1. Introduction
Cognitive abilities are widely regarded as key predictors of academic success (
Watkins et al. 2007;
Gustafsson and Balke 1993). Traditionally, school achievement has been assumed to follow cognitive capacity in a largely unidirectional pattern: intelligence influences learning outcomes, but not vice versa (
Watkins and Styck 2017). However, more recent theoretical approaches challenge this view by proposing a reciprocal relationship between cognition and academic skills—a perspective broadly summarized under the theory of mutualism (
Soares et al. 2015;
Stanovich 1986).
Although the link between cognitive ability and academic achievement is well established, the directionality of this relationship remains debated. Traditional models assume a unidirectional influence from intelligence to achievement, while newer frameworks propose reciprocal effects (mutualism). However, empirical studies investigating this issue often rely on only two measurement time points, small or selective samples, or undifferentiated performance indicators (e.g., grades).
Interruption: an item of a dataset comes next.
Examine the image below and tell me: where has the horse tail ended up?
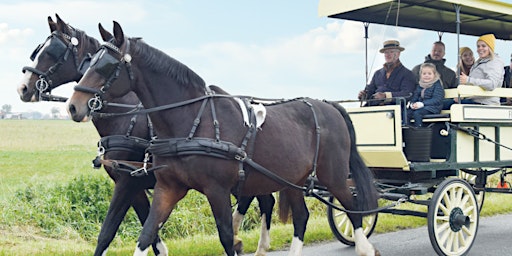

To date, there has been a lack of large-scale longitudinal research that systematically examines both unidirectional and reciprocal effects between cognitive ability and domain-specific academic performance—particularly in early school years and across more than two time points. This study addresses this gap using a four-wave cross-lagged design with standardized test instruments in a large sample of German primary school children.
The mutualism model posits that learning success and cognitive development are interdependent and mutually reinforcing over time. This contrasts with the classic “top-down” view, which assumes that cognitive ability sets a fixed limit for academic development. From a mutualist perspective, engaging with demanding academic content—such as solving complex mathematics tasks—can stimulate cognitive growth and thus contribute to the development of general abilities (
Wilhelm and Engle 2005;
Hambrick and Engle 2002). Unidirectional models assume that cognitive ability precedes and determines academic achievement, implying a top-down influence (intelligence → school performance). In contrast, the mutualism model posits a reciprocal relationship: cognitive and academic abilities mutually reinforce each other over time (intelligence ↔ academic performance).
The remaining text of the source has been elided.